This lesson is in the early stages of development (Alpha version)

Life Sciences Workshop: Overview

Data Carpentry provides workshops on fundamental data concepts, with the aim of proving the required skills to get started with modern data analysis. This workshop uses a collection of results files from a typical lab-based plate-reader, as seen in most life sciences labs.

The workshop primarily involves spreadsheet software (such as Microsoft Excel) and R, but assumes no prior knowledge of the latter. Basic familiarity with spreadsheets is expected.

Note that although the dataset used throughout these lessons is scientific, the ideas and principles explored could easily be applied to other data analysis scenarios outside of a life sciences context.

Motivation

The ability to load data into Excel, perform calculations and create plots is widespread. However, this ‘mouse-click’ driven approach to analysis, combined, perhaps, with a lack of good data management principles, can lead to analytical results that are ambiguous, non-reproducible, and unusable in the long term.

By applying basic data management ideas, combined with the ability to load, explore and analyse data in a code-based environment like R, your research efforts will be significantly improved.

Structure

Day 1 is aimed at a general audience of anyone who uses spreadsheets for their work. The material does not cover how to use a spreadsheet in terms of calculations, loading data, etc, as such knowledge is generally widespread. Instead, the focus is on how to organise and arrange data files and the data within those files, in order to maximise the transparency and reproducibility of your work.
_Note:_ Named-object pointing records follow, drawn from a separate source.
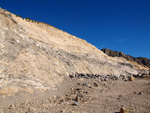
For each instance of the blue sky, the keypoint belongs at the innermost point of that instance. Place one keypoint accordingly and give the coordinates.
(120, 25)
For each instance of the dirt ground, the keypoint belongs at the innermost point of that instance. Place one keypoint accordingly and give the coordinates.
(83, 96)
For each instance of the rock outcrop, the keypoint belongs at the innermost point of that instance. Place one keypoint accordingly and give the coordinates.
(140, 60)
(36, 56)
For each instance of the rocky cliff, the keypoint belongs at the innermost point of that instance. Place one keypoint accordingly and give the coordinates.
(37, 56)
(140, 60)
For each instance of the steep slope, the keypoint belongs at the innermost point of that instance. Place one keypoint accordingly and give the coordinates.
(140, 60)
(36, 56)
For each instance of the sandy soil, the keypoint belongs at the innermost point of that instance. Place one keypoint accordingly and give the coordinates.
(84, 96)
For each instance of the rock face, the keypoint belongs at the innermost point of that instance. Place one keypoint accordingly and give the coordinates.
(37, 56)
(140, 60)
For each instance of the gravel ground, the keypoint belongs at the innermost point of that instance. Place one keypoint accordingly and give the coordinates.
(84, 96)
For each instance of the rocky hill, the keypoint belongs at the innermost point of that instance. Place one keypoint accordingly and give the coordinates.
(37, 59)
(140, 60)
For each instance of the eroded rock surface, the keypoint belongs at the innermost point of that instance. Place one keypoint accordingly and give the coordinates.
(36, 57)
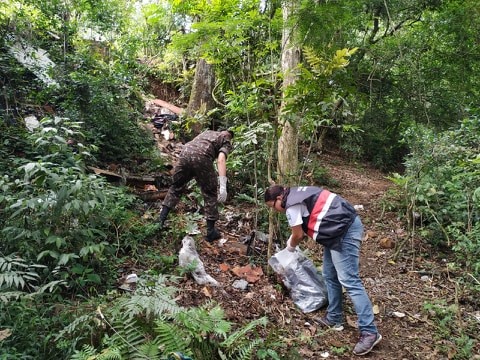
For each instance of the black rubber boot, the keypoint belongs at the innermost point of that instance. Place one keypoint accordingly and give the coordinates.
(163, 216)
(212, 232)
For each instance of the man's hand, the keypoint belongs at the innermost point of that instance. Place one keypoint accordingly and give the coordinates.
(222, 195)
(290, 247)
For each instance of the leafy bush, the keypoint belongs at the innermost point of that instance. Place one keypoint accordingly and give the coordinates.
(442, 181)
(59, 216)
(150, 324)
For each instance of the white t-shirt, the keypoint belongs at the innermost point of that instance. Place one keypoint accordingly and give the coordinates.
(295, 214)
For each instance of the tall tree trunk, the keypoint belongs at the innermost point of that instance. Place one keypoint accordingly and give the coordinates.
(201, 99)
(288, 141)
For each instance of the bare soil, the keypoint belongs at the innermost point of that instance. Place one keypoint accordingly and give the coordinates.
(401, 275)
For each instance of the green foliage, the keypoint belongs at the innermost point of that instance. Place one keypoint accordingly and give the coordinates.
(31, 322)
(442, 181)
(149, 324)
(452, 337)
(57, 215)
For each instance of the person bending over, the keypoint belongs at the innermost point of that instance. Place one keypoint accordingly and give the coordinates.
(196, 162)
(333, 222)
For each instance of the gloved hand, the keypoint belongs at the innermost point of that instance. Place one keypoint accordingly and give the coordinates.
(290, 247)
(222, 195)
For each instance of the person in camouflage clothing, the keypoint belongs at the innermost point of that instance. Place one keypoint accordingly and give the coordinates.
(196, 162)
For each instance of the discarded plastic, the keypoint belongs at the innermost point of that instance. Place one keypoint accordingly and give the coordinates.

Day 2 is for those who wish to go beyond the use of spreadsheets for their data analysis, with the introduction of R. The basics are covered, leading to the fitting of a 4-parameter logistic regression (4PL) curve to typical enzyme-linked immunosorbent assay (ELISA) data.

Day 3 is an introduction to statistics using R, focused on ‘before and after’ scenarios, which are typical in life science scenarios (e.g. evaluating results before and after a reagent change).

Prerequisites

To get started, follow the directions in the Setup tab to get access to the required software and data for this workshop.

Schedule

Setup Download files required for the lesson
00:00 1. Data Management: Introduction How do most people organise their data and associated files?
What are some common issues with not having a clear plan for the naming and storage of files?
Why is this important? (reproducible research)
00:15 2. Data Management: File-naming and folder structures How should files be named?
How should folders be organised?
00:40 3. Data Management: Meta-data What is meta-data?
Why is it useful?
01:03 4. Data Management: Raw Data What is raw data?
Why is it important?
01:08 5. Data Management: Data Management Planning What is a data management plan and do I need one?
01:23 6. Spreadsheets: Introduction When should you use a spreadsheet?
01:43 7. Spreadsheets: Guiding Principles How should spreadsheets be used to maximise efficiency and reproducibility?
02:23 8. R introduction: Introduction Why bother to code?
02:38 9. R introduction: Tidy data What is tidy data?
03:13 10. R introduction: R and RStudio How do we use R?
03:33 11. R introduction: R fundamentals What are the basic features of R?
03:33 12. R introduction: Data Manipulation and Plotting How do we get going with real data?
05:08 13. R introduction: Beyond Base R How do we go beyond R’s base functionality?
06:03 14. Statistics in R What are some basic, core concepts in statistics?
How do you apply them in R?
How should you analyse ‘before and after’ results?
06:06 Finish

The actual schedule may vary slightly depending on the topics and exercises chosen by the instructor.